Last year the firm upgraded its internal infrastructure, she added, and this year will focus on improving its web-based information and internet transaction services.
“We are seeing investors trying to invest using this kind of technology, so we need to be able to gear ourselves up to offer these kinds of services,” explained Hanratanakool.
“We are trying to develop our system internally. This year our target is to improve online investment. We plan to develop a [digital] channel for MMFs where clients can invest by themselves.”
Hanratanakool highlighted the challenges that Krung Thai and other domestic managers were facing now due to low interest rates and equity market volatility. The Thai benchmark SET Index has sunk 20% in the past year to 1,287 points on February 15.
“How to deliver yield for clients during market volatility – that is the challenge we are faced with,” she stated. “China is our leading indicator at the moment and it is still waiting for the economy to generate better momentum. I don’t believe we will see that in the first half of this year, so we will continue to see volatility.
“Low oil prices are also a worry and have an impact on investment sentiment," she added. "So how we manage asset allocation and portfolio balance for clients is the major challenge.”
Hanratanakool said Krung Thai was considering offering the Reit fund of funds to counter volatility. The firm has also ventured into offshore equity and high-yield bonds and may offer exposure to frontier markets to provide investment options to yield-hungry clients with a higher risk appetite.

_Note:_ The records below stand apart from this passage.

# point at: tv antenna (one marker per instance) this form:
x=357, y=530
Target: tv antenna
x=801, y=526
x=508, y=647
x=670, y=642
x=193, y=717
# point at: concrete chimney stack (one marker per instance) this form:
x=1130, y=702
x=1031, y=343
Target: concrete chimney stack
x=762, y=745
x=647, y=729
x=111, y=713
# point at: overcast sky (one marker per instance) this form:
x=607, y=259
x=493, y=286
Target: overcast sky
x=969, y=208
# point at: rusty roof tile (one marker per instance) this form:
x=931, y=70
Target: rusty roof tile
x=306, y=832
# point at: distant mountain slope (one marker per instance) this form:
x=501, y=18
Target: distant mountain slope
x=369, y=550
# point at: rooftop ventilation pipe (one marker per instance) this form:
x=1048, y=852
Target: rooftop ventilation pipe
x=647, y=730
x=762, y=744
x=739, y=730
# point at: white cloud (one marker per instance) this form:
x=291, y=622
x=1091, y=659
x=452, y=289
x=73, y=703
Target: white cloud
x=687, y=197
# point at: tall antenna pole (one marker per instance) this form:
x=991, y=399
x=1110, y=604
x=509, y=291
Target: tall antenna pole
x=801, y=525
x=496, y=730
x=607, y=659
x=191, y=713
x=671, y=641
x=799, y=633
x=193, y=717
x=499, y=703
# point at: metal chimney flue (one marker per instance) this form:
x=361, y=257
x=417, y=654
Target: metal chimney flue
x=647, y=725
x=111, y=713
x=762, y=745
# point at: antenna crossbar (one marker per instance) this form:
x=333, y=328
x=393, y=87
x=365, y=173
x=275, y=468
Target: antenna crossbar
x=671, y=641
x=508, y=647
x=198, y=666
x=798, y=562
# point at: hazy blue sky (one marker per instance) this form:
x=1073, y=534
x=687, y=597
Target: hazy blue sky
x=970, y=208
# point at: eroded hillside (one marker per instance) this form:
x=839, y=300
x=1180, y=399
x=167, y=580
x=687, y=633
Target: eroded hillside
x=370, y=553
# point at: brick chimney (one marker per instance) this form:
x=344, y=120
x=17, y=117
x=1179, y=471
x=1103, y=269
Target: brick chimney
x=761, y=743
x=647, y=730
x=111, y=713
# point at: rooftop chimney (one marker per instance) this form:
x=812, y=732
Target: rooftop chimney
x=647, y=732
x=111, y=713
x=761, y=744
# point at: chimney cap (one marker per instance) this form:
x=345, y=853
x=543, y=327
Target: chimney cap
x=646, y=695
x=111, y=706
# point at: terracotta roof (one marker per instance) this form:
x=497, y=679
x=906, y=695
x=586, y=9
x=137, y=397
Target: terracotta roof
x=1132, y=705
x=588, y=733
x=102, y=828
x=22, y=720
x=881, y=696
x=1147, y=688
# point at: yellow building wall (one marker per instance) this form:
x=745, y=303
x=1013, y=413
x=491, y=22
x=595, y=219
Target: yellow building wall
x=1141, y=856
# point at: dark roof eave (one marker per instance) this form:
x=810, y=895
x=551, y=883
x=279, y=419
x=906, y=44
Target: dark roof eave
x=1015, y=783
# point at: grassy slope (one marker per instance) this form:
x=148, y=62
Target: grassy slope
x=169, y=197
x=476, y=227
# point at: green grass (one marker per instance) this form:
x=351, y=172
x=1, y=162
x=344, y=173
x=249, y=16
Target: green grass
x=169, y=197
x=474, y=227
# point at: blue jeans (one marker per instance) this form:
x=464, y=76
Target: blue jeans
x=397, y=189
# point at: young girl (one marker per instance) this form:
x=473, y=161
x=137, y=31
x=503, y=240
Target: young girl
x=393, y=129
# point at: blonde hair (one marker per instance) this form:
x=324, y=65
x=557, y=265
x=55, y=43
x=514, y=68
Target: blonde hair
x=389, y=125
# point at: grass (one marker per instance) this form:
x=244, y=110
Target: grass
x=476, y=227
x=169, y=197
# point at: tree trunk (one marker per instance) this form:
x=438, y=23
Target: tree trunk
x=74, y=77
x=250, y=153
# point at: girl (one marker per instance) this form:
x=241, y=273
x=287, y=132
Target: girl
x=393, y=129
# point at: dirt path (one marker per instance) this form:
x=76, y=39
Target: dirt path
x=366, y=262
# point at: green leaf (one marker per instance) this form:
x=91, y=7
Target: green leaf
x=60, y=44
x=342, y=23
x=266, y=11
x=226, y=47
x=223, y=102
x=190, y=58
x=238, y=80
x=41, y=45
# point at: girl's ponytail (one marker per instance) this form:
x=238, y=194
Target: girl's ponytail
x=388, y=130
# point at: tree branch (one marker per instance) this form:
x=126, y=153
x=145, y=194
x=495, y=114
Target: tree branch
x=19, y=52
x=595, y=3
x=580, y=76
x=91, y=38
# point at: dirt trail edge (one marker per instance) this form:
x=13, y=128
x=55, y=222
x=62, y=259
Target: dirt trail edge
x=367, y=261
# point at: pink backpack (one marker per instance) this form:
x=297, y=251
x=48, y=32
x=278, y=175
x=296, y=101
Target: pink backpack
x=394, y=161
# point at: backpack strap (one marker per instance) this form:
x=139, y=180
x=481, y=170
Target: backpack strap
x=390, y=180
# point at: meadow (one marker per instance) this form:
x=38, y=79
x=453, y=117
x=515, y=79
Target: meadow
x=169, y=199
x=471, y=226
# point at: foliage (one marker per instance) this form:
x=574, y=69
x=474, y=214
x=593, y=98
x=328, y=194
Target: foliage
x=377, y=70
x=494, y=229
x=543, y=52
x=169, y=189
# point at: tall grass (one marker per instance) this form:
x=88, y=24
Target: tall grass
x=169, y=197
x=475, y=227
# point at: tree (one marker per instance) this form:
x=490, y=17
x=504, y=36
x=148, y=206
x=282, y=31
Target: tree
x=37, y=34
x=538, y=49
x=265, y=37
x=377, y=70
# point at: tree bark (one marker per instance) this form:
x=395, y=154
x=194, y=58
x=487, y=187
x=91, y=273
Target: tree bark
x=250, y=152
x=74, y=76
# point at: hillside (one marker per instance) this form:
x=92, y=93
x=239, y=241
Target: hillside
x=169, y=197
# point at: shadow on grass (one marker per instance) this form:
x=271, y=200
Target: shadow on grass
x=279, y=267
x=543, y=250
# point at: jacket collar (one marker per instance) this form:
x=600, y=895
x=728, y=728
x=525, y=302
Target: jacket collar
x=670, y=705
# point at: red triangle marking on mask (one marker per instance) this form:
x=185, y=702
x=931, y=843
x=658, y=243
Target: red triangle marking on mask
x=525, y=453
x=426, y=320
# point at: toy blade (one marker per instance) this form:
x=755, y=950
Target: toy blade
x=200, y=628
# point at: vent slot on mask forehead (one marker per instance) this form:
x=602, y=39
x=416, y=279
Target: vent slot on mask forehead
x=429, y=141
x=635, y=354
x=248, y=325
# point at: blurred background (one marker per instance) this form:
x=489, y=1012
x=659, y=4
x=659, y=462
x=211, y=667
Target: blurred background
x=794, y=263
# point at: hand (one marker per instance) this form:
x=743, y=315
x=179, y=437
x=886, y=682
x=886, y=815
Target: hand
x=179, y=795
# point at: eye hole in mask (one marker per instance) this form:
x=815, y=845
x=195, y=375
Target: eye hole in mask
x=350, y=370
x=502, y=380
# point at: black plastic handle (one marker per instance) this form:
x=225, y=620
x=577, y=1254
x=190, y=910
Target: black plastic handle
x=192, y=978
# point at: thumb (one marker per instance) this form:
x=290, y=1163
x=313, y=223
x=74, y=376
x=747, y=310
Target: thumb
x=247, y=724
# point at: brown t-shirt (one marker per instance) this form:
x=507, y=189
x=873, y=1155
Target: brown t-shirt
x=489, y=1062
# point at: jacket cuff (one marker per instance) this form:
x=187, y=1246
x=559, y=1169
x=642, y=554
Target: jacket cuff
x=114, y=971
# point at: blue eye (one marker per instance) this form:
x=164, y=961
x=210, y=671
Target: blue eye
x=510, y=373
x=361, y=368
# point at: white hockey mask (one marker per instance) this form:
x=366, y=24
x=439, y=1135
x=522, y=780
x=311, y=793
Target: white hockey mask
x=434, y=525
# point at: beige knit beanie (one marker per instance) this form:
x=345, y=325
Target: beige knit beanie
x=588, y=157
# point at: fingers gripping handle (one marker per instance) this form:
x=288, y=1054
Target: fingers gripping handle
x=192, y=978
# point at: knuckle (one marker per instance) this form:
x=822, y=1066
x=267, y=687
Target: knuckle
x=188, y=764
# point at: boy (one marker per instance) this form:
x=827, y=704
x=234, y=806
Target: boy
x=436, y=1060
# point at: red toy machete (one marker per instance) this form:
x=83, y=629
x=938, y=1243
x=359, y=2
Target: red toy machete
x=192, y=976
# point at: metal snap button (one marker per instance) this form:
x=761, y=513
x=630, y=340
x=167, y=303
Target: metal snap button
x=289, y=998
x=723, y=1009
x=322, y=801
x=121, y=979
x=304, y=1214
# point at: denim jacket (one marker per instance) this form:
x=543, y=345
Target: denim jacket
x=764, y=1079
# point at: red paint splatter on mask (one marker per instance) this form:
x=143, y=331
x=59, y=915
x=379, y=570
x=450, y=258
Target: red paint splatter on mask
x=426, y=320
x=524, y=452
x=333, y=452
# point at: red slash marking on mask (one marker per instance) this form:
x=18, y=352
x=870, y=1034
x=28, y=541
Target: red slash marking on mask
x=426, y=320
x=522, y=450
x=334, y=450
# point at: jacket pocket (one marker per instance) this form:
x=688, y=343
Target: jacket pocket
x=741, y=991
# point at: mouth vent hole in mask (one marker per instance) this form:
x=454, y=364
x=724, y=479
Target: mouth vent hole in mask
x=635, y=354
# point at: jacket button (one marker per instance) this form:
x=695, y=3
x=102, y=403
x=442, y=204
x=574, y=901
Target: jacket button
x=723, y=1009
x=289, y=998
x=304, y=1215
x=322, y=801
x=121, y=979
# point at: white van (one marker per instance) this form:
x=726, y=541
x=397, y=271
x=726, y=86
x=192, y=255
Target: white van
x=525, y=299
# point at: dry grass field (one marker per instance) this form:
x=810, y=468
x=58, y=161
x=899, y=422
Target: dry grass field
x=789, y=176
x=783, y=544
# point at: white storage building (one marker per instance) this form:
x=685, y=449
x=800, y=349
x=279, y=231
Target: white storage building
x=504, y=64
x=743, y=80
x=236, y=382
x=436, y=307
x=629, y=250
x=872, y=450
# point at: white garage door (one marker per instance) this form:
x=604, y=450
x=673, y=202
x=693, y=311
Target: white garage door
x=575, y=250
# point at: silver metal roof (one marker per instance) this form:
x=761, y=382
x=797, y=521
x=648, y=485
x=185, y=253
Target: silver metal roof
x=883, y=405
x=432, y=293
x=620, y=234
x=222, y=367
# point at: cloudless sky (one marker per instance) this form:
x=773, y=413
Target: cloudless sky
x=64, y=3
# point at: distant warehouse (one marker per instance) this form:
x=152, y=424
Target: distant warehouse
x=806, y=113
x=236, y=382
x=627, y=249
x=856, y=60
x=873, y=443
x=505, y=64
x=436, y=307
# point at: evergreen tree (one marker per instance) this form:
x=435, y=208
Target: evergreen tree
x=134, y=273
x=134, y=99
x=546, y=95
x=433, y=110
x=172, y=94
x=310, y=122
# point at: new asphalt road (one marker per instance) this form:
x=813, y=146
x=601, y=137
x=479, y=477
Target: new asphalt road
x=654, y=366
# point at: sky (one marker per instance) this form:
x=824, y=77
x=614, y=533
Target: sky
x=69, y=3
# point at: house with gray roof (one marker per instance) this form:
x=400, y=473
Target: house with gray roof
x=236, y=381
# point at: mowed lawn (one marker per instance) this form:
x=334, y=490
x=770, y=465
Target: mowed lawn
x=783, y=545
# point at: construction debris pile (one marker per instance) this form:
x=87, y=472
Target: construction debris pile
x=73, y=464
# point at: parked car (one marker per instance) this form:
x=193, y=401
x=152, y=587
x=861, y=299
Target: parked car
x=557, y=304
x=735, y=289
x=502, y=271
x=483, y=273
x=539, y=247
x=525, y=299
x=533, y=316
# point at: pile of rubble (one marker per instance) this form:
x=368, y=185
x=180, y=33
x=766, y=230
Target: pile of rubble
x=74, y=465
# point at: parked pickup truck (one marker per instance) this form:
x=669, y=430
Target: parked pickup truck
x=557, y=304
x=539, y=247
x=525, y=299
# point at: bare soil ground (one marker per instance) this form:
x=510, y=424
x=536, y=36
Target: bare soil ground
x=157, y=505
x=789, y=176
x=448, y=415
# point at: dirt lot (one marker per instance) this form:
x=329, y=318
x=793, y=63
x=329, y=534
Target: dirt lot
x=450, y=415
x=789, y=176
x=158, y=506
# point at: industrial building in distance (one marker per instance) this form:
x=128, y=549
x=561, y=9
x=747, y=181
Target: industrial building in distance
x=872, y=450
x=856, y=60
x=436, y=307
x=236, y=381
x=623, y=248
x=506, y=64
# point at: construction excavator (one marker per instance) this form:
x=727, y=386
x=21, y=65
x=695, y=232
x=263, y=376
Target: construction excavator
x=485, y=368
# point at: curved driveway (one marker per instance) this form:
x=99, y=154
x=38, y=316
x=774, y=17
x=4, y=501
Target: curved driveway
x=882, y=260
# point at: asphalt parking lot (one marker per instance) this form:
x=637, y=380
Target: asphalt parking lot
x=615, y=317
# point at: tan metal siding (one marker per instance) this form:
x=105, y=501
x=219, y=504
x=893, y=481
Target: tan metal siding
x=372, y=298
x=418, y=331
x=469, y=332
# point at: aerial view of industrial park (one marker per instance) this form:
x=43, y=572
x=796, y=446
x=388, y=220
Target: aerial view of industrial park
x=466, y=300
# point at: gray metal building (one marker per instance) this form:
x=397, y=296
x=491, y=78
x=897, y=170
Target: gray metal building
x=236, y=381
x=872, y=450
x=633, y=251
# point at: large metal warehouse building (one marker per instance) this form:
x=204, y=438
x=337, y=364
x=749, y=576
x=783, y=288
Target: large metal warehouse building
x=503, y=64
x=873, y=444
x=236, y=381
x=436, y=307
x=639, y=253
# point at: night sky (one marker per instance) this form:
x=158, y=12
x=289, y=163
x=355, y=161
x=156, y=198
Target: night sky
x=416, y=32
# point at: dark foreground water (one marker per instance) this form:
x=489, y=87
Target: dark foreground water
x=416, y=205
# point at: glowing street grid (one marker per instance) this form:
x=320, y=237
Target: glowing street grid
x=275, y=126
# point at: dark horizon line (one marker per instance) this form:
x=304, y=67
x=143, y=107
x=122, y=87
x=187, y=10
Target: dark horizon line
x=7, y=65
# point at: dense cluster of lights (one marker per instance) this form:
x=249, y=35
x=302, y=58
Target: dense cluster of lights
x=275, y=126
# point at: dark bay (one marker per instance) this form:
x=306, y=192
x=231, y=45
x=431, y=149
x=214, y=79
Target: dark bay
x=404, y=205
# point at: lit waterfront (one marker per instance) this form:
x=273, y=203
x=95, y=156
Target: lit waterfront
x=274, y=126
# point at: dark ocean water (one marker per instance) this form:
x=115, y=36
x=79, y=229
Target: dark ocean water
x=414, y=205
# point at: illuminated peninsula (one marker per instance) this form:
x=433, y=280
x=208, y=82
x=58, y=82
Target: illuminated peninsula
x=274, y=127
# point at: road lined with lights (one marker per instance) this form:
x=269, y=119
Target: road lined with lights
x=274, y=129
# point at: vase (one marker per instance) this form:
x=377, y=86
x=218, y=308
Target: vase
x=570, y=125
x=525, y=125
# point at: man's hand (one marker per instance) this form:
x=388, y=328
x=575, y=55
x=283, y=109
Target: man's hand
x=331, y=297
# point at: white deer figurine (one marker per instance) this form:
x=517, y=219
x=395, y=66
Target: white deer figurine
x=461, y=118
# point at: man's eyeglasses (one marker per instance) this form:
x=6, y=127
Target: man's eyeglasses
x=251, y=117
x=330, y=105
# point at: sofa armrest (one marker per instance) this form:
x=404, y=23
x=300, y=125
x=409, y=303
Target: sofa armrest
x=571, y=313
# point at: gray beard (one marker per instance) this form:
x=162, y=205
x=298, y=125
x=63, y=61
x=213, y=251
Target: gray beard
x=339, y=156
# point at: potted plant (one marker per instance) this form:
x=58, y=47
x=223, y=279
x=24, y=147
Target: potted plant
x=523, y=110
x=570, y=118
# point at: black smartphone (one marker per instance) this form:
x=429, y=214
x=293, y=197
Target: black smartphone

Thai asset management industry has grown 15% annually for the past decade to stand at $153 billion, she said, and many domestic peers have launched products with a higher risk profile, even though domestic investors remain largely conservative due to market conditions.
“The money is coming in two parts, either into lower-risk or higher-risk products. Thai investors want to see other opportunities that can counter the high market volatility.
“Due to the market volatility we have sought to go more into offshore fixed income, in a mixed-asset approach with onshore bonds,” Hanratanakool said. “We have opened up for offshore investment, and we try to fully hedge the foreign exchange exposure on the fixed income side.”
While Krung Thai AM saw its AUM rise 3% in local-currency terms last year, it saw its assets in dollar terms sink some 20% in the 12 months to end-September* due to a strengthening greenback.
Of Krung Thai AM's $14.7 billion in AUM (as of September), mutual funds account for 54%, alternatives 32%, provident funds 9% and private fund products 5%.
* AsianInvestor is due to publish its annual AI100 list of the largest fund houses by assets sourced from clients in Asia Pacific in the forthcoming March magazine issue.